Nº 34703 de março de 202640:51efeméride
Há 110 anos, a Alemanha declarou guerra a Portugal
Episódio sobre os 110 anos da declaração de guerra da Alemanha a Portugal (9 de março de 1916), analisando as razões políticas da entrada portuguesa na Primeira Guerra Mundial. Rui Ramos argumenta que a intervenção foi uma opção política de Afonso Costa e do Partido Republicano Português para consolidar o regime republicano através da aliança com Inglaterra e França, apesar da resistência britânica inicial e da oposição interna. A guerra resultou em catástrofe humana, económica e política, com milhares de mortos, custos equivalentes a 50% do orçamento anual, crise de abastecimentos e violência social que acabaria por conduzir à ditadura militar de 1926.
Ideias principais
- A entrada de Portugal na Primeira Guerra Mundial foi uma opção política deliberada de Afonso Costa para consolidar a República e ganhar prestígio internacional, não uma inevitabilidade estratégica ou militar.
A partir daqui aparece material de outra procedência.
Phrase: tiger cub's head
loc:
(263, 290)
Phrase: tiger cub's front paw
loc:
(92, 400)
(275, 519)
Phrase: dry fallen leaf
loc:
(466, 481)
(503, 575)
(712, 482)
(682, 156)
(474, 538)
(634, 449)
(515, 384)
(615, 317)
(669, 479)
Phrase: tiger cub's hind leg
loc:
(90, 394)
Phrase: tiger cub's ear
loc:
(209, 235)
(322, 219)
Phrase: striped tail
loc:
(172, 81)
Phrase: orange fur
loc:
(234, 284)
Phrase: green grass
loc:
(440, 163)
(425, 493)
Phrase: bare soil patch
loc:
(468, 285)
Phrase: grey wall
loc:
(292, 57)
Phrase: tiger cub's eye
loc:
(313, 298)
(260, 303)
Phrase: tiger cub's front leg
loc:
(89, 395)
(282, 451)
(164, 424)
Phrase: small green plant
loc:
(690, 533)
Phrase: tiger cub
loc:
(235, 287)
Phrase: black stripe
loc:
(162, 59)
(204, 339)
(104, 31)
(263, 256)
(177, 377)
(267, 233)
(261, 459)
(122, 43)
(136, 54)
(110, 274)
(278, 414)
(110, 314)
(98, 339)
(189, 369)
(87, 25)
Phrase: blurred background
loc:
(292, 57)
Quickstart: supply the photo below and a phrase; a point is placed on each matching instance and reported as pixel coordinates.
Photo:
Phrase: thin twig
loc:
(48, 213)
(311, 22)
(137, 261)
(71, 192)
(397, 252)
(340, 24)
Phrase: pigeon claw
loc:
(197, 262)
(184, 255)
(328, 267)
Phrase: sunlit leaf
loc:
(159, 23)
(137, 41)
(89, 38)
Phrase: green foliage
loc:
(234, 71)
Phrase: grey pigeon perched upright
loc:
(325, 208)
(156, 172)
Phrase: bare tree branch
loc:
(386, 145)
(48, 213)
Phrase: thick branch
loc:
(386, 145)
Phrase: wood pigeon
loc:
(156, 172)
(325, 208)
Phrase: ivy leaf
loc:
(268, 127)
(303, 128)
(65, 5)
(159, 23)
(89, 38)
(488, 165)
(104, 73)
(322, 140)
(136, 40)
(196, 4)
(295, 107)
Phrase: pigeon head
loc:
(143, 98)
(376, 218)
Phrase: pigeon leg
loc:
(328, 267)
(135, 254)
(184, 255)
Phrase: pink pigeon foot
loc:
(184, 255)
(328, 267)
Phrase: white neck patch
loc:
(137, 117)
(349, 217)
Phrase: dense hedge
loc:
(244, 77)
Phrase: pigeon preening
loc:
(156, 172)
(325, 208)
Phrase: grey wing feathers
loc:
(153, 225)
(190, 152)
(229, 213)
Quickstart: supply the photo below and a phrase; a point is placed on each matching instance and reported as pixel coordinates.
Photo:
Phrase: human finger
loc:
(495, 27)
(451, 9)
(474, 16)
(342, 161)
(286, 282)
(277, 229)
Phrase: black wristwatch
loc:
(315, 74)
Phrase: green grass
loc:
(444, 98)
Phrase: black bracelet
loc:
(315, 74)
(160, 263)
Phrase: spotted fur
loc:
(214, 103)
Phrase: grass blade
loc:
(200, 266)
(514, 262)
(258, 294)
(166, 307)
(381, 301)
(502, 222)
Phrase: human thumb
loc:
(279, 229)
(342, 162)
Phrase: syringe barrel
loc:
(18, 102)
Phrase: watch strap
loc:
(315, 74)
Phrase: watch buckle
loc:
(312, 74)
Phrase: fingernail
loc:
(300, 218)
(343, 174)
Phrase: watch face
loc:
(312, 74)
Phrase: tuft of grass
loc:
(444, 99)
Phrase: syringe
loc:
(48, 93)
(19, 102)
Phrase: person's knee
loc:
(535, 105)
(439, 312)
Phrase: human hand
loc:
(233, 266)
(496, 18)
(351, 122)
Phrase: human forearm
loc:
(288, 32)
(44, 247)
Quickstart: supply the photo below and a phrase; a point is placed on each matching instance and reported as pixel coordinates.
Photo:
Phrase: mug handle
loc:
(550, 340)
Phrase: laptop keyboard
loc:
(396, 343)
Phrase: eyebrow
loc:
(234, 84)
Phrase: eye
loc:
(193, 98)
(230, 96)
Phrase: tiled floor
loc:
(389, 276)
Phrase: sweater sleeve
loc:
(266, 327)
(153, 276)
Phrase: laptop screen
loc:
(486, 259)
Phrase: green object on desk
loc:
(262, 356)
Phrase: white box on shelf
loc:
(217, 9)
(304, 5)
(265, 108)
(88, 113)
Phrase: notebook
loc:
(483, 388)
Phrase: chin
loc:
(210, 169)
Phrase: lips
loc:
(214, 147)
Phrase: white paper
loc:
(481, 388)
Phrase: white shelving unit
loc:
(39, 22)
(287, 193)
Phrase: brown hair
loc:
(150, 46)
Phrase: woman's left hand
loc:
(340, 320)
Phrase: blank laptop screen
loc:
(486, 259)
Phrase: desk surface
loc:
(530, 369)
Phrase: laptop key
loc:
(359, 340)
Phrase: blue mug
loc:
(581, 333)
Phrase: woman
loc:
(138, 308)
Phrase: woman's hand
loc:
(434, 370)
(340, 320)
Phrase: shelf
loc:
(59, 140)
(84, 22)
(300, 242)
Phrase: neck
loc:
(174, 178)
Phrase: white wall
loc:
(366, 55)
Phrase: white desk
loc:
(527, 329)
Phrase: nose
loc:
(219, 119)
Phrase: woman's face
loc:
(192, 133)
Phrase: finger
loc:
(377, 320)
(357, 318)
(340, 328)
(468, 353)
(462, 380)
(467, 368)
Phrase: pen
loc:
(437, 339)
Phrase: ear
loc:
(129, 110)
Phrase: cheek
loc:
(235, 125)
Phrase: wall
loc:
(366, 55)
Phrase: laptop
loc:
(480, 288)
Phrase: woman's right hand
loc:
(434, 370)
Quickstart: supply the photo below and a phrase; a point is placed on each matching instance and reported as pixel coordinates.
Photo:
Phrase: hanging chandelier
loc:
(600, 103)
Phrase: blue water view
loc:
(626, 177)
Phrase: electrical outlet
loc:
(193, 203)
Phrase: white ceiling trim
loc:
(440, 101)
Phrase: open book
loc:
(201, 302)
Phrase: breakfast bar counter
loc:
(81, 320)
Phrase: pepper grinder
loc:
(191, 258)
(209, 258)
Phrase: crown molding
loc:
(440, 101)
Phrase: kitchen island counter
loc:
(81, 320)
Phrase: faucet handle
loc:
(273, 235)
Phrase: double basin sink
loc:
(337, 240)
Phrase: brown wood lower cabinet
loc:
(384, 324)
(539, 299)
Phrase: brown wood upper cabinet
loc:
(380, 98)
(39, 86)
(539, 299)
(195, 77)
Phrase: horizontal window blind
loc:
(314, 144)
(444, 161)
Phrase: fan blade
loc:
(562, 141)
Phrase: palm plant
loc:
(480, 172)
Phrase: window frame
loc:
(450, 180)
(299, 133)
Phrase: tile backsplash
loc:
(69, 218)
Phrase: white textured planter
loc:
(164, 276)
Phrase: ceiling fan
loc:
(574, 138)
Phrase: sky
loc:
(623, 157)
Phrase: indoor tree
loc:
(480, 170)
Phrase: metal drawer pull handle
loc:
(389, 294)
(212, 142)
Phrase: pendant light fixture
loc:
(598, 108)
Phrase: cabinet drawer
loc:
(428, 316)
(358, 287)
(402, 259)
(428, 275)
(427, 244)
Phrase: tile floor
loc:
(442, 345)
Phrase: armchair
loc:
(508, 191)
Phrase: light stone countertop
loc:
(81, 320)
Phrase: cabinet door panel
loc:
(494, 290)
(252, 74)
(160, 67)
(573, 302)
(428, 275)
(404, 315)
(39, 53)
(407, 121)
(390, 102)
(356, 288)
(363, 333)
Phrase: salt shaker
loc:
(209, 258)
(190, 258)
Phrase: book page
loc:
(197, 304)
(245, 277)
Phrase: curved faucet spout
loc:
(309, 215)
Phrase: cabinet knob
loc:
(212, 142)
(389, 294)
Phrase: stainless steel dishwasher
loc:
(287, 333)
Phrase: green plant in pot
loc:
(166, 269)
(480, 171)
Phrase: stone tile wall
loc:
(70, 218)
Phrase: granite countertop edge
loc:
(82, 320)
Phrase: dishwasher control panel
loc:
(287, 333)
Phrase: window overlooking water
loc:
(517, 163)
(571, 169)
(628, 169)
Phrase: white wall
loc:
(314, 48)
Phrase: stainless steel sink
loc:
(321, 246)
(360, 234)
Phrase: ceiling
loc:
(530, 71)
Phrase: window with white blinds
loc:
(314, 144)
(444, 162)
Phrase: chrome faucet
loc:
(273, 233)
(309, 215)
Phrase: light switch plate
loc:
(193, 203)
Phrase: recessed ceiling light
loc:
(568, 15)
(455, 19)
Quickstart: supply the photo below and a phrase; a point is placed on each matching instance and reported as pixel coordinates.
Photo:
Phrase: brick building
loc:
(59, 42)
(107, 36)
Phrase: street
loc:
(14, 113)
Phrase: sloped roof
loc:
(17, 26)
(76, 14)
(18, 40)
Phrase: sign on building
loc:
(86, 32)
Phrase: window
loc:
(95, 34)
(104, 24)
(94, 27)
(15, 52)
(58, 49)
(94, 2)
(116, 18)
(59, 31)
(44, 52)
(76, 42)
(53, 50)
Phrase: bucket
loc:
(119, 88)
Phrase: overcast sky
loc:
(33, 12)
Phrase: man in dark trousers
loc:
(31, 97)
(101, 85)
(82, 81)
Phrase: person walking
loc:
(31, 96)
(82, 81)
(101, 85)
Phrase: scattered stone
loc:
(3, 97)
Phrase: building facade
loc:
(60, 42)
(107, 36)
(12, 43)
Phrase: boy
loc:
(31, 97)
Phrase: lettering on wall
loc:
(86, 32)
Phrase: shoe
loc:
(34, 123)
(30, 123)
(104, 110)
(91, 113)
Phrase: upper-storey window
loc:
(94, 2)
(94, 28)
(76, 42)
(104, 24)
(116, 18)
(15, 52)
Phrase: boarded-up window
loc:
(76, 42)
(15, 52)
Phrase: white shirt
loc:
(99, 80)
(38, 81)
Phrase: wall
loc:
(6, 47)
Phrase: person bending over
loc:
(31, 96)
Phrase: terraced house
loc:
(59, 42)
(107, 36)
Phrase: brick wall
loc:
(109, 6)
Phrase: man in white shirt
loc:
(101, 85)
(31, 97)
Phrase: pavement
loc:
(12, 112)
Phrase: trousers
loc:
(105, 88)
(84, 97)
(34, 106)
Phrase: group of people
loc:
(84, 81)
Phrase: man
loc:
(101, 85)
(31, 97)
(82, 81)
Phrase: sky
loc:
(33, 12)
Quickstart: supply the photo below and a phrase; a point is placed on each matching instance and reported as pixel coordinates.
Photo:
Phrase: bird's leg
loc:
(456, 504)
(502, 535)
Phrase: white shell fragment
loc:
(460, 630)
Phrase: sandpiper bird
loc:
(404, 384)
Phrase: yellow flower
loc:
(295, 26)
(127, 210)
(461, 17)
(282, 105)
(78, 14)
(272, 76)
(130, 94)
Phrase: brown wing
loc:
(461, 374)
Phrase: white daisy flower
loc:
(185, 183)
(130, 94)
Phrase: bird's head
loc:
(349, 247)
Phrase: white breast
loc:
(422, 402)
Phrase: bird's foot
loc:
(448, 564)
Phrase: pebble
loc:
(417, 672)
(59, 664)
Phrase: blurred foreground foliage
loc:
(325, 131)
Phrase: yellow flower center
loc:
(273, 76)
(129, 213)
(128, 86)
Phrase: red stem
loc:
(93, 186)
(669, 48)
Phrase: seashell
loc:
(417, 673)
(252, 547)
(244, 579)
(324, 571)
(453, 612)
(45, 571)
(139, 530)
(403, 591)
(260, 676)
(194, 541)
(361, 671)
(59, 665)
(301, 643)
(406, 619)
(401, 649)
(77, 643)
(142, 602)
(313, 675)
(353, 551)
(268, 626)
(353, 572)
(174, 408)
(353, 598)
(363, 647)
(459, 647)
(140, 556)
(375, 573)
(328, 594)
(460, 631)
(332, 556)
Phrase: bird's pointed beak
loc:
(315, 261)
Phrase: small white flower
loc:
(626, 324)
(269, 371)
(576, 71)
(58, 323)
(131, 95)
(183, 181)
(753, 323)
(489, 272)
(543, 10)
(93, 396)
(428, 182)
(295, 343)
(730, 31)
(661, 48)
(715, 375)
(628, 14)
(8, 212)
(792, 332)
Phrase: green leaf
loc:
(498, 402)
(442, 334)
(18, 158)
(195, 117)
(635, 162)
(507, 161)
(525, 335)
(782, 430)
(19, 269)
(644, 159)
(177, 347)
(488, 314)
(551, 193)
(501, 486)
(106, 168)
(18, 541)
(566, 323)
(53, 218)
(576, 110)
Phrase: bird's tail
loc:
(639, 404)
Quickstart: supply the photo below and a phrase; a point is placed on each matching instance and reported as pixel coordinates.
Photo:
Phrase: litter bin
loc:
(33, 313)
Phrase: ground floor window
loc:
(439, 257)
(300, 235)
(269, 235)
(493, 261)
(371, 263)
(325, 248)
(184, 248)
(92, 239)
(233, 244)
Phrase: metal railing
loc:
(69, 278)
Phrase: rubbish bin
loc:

- A Inglaterra resistiu durante dois anos à participação portuguesa por considerar o exército português mal preparado e Portugal um potencial fardo estratégico, só aceitando sob pressão francesa em 1916.
- O esforço de guerra português foi proporcionalmente superior ao da Guerra Colonial: custou 50% do orçamento anual versus 22%, cerca de 8% do PIB versus 3%, e causou mais mortes por ano apesar da menor duração.
- A guerra não trouxe a união nacional pretendida mas agravou a violência política, exemplificada pela repressão de 19 de maio de 1917 que matou 38 pessoas em Lisboa, num governo que um jornalista do PRP descreveu como 'encharcado em sangue'.
- A participação na guerra transformou o exército português num corpo profissional moderno e duplicou o número de oficiais, criando as condições para a ditadura militar de 1926 que pôs fim à Primeira República.
Resumo do episódio
O episódio centra-se na declaração de guerra da Alemanha a Portugal, a 9 de março de 1916, assinalando o 110.º aniversário desse momento. Rui Ramos e João Miguel Tavares partem desta data para analisar por que razão Portugal entrou na Primeira Guerra Mundial, se essa decisão foi um erro, uma inevitabilidade ou ambas as coisas, e que consequências teve para a frágil Primeira República.
Para enquadrar a questão, Rui Ramos recua à natureza do regime republicano instaurado em 1910. A Primeira República foi, na sua leitura, um domínio quase exclusivo do Partido Republicano Português de Afonso Costa, o chamado Partido Democrático, que excluiu os analfabetos do sufrágio em 1913, reprimiu violentamente a oposição, perseguiu a Igreja Católica e acumulou milhares de presos políticos. Este modelo de governação escandalizou a Europa, incluindo os aliados britânico e francês, e alimentou rumores de que a Inglaterra poderia deixar a Espanha invadir Portugal ou partilhar as colónias portuguesas com a Alemanha. É neste contexto de fragilidade interna e de deslegitimação externa que a guerra surge, para Afonso Costa, como uma oportunidade política extraordinária: entrar no conflito ao lado dos Aliados seria a forma de provar a solidez da República e de forçar uma união nacional que silenciaria os adversários.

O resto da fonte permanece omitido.